Open MPI logo

Open MPI User's Mailing List Archives

  |   Home   |   Support   |   FAQ   |  

This web mail archive is frozen.

This page is part of a frozen web archive of this mailing list.

You can still navigate around this archive, but know that no new mails have been added to it since July of 2016.

Click here to be taken to the new web archives of this list; it includes all the mails that are in this frozen archive plus all new mails that have been sent to the list since it was migrated to the new archives.

From: Arif Ali (aali_at_[hidden])
Date: 2007-01-18 15:53:54


Hi List,

1. We have
HW
* 2xBladecenter H
* 2xCisco Infiniband Switch Modules
* 1xCisco Infiniband Switch
* 16x PPC64 JS21 blades each are 4 cores, with Cisco HCA

SW
* SLES 10
* OFED 1.1 w.
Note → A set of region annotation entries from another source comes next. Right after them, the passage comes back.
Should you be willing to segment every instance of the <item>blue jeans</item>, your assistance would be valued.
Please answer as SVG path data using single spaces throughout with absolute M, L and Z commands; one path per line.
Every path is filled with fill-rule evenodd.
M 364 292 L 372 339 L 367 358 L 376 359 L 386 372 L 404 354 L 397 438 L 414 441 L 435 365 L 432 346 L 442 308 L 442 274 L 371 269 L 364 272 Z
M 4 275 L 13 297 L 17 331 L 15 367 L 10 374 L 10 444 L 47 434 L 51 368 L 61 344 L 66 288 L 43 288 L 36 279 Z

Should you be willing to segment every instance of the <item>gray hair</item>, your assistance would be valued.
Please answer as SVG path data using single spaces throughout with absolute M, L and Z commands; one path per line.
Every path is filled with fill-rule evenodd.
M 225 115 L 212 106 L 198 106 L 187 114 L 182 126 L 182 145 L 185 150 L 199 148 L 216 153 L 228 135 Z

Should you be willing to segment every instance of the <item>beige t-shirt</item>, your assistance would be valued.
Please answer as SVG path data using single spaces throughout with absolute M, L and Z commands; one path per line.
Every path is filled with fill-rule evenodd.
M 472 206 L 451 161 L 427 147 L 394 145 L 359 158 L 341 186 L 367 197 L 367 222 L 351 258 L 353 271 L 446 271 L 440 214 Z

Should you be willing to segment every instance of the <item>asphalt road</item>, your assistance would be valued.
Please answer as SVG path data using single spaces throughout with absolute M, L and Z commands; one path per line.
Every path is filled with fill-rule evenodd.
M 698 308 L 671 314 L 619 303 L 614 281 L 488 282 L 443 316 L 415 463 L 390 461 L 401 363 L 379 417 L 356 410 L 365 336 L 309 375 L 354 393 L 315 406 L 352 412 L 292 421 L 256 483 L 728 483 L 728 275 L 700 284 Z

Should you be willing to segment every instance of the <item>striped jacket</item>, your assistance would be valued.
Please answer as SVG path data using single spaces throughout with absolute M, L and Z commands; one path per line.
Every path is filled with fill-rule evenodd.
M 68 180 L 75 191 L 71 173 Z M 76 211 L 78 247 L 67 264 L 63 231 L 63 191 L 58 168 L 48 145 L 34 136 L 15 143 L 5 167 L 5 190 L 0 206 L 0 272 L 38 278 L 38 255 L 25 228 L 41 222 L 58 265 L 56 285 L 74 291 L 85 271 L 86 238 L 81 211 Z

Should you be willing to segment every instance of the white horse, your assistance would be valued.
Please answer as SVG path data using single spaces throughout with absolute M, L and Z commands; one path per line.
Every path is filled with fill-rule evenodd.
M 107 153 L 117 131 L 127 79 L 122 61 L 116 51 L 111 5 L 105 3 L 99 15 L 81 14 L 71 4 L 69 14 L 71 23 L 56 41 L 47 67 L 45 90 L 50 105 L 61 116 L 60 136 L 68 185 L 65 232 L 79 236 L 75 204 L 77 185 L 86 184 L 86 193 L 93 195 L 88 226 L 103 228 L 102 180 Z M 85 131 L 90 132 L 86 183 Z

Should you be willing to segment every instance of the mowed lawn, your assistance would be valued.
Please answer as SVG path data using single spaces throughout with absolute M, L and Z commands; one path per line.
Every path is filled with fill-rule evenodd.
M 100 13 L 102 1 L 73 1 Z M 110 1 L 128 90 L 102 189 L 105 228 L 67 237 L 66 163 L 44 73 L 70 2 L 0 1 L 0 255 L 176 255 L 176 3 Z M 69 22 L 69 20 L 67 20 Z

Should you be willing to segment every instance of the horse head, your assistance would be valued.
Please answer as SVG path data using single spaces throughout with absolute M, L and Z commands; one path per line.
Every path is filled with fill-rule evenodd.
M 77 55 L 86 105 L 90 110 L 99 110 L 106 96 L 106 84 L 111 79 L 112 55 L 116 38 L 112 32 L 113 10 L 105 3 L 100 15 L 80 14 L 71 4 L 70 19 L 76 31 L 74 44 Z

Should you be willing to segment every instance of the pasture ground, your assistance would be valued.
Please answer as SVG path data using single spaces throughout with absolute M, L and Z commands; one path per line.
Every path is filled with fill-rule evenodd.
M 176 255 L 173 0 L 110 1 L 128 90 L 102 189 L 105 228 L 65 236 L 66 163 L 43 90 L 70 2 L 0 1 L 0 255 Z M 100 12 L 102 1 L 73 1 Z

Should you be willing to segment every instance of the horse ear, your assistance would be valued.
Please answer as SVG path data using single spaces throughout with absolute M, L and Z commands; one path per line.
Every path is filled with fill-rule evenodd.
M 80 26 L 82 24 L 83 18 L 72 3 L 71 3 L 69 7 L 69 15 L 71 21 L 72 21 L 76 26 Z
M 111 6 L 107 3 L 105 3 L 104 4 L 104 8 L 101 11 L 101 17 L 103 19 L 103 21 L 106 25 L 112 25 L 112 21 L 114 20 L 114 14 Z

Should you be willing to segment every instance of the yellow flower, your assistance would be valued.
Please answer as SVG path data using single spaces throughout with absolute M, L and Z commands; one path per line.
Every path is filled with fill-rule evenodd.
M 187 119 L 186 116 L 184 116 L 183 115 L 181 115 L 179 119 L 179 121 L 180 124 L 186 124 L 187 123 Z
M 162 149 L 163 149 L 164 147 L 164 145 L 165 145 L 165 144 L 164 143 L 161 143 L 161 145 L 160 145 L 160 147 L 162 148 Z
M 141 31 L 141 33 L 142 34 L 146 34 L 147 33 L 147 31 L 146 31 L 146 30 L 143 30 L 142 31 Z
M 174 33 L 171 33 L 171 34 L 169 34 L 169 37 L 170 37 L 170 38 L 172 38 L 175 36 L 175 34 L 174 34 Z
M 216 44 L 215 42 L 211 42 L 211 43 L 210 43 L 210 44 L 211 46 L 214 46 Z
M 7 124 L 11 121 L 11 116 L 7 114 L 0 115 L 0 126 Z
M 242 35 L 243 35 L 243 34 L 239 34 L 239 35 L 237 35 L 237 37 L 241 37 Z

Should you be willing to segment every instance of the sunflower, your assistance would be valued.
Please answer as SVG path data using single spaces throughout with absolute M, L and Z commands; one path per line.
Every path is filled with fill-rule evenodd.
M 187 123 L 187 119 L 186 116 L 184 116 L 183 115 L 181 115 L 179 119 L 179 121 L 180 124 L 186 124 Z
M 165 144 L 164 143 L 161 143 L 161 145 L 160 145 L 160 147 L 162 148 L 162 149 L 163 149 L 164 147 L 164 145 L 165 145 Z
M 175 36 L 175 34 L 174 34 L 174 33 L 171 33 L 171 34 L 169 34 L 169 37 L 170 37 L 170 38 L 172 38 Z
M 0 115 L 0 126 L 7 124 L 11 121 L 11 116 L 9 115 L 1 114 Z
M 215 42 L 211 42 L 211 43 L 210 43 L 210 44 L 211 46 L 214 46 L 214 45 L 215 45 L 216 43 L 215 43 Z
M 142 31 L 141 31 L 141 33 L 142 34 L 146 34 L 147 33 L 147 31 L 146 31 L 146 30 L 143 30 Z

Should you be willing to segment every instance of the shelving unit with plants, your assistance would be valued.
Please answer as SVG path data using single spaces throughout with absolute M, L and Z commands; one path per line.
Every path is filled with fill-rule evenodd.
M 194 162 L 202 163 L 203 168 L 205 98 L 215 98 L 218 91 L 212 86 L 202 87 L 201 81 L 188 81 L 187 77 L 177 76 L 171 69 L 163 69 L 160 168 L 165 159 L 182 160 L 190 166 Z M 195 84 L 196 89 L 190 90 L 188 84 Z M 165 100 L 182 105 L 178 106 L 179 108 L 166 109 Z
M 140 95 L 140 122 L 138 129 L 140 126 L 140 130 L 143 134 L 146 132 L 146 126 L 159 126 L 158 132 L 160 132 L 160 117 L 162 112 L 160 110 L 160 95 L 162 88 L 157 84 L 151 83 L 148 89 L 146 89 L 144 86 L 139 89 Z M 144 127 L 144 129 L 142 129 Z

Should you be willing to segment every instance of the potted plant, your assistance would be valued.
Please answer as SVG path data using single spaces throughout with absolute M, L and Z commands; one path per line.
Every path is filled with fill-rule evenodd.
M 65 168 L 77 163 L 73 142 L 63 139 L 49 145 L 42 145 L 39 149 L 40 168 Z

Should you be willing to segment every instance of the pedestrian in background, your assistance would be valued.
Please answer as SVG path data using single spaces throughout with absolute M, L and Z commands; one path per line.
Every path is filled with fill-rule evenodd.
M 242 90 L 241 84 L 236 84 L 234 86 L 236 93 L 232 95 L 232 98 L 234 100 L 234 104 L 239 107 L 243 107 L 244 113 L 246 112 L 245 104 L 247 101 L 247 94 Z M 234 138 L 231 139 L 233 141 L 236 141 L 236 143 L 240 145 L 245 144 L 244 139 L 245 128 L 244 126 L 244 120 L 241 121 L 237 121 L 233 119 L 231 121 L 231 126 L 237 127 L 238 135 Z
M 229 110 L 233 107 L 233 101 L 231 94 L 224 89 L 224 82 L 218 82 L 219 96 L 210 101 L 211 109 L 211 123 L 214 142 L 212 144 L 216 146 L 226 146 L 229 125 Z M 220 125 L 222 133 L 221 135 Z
OpenMPI 1.1.1

I am running the Intel MPI Benchmark (IMB) on the cluster as a part of
validation process for the customer.

I have tried the OpenMPI that comes with OFED 1.1, which gave spurious
"Not Enough Memory" error messages, after looking through FAQs (with the
help of Cisco) I was able to find the problems and fixes. I used the
FAQs to add unlimited soft and hard limits for memlock, turned RDMA off
by using "--mca btl_openib_flags 1". This still did not work, and still
got the Memory problems.

I tried the nightly snapshot of OpenMPI-1.2b4r13137, which failed miserably.

I then tried the released version of the OpenMPI-1.2b3, which got me
further than before. Now the benchmark goes through all the tests until
Allgatherv finishes, and it seems that it is waiting to start AlltoAll,
I have waited about 12 hours to see if this continues. I have since then
managed to run AlltoAll, and the rest of the benchmark separately.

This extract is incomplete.